When He gives us the orange, it’s true He wants us to enjoy the orange. But there’s a bigger gift: The greatest benefit that we can gain in this world is the benefit of learning who Hashem is. That’s the greatest goodness there is. There’s no bigger benefit a man can learn in this world than emunah to believe and understand who Hashem is. – A Happy World (#371)
A person can’t be a truly frum Jew if he hates another frum Jew. Such a person inevitably starts looking for faults in his fellow Jews. That leads to thinking that frum Jews are no good in general, resulting in the seeds of apikorsus (heresy) being planted in his mind... A person who harbors ill-will towards people who serve Hashem should know that he himself is not really a frum Jew. — Ohr Avigdor Hakdama
Let’s say in Madison Square Garden they erect a huge stage, and they spend millions on the scenery and the lights, and a lot of people come to look. They're watching and waiting. And then the curtains are drawn, and they're waiting for the main character to step out on the stage. But at that time he's sitting somewhere in a bar,or he's home and he's sleeping. It’s all a waste.

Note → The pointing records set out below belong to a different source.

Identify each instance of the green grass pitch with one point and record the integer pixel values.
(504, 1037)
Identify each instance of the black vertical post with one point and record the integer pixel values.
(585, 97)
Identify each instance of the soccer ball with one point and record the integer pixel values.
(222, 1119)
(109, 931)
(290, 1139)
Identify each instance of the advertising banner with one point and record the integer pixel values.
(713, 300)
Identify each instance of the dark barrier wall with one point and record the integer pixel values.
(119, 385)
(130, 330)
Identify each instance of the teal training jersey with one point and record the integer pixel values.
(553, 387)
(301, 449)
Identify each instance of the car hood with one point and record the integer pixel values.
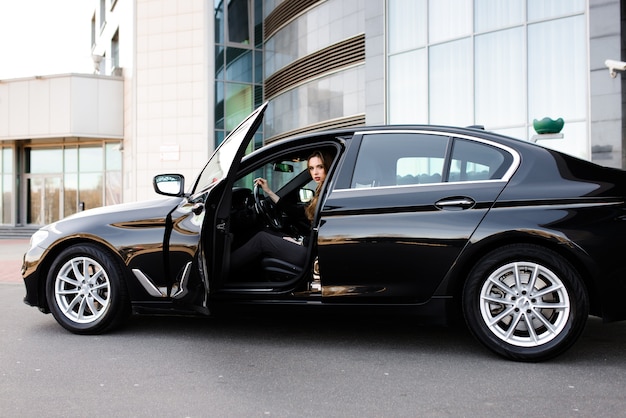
(94, 221)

This great universe is the stage where each one of us is the main actor. Don’t be confused by the thought that there are others, too. It’s for everyone individually. The entire universe: that’s your opportunity. — Foundation and Root (#228)
The eved Ivri should correctly be called eved Yisraeli, for in the language of the Jews the word Ivri is never used except when speaking to non-Jews. But the Israelite bondsman is called by the name that the Egyptians called our fathers in Egypt. Thus the eved Ivri is used by the Torah to commemorate the bondage of Israel in Egypt, and the Torah treatment of the “Hebrew slave” is a parallel demonstration of Hashem’s Compassion upon His people in Egypt. — A Nation is Born
If a man has no kavod at all, then no matter how pious he is you cannot trust him. When the Holy texts tell you to avoid kavod, it means you shouldn’t run after it. But everybody should have respect for kavod. That’s what we call self-respect. — Perils of Humility (#12)
Just as a man is dependent on the Creator to manage his affairs, so should a man consider himself responsible for the happiness and success of his wife and children, as if his house were the Universe and he (so to speak) were the Creator. That is the immense opportunity for achievement which a home offers, and that is the enormous responsibility which rests on the parent to make his home successful. — Awake, My Glory
When talking to your children, have the habit of praising tzadikim, the local Rabbis, the batai medrashim (study halls). Speak about fine frum Jews, how sweet it is to daven maariv, to learn Gemara. Hashem is happy when He sees people doing that. -- Five Minutes a Day
We must speak of Hashem’s love more than anything else. When people get together and talk about where they’ve traveled, or what kind of car or furniture they’ve bought, they’re wasting their emotions. These feelings of enthusiasm are given only for one purpose — “nagilah v’nismicha bach” (Shir Hashirim 1:4): to love Hashem and come as close as possible to Him. — Most Beautiful Nation
"Vayishma Yisro — Yisro hearkened" and he came. What did he hear? He heard what Hashem did to Egypt... Even though he knew that the Am Yisrael was the chosen nation, but what that meant he couldn’t appreciate until he heard of what had happened to Paroah...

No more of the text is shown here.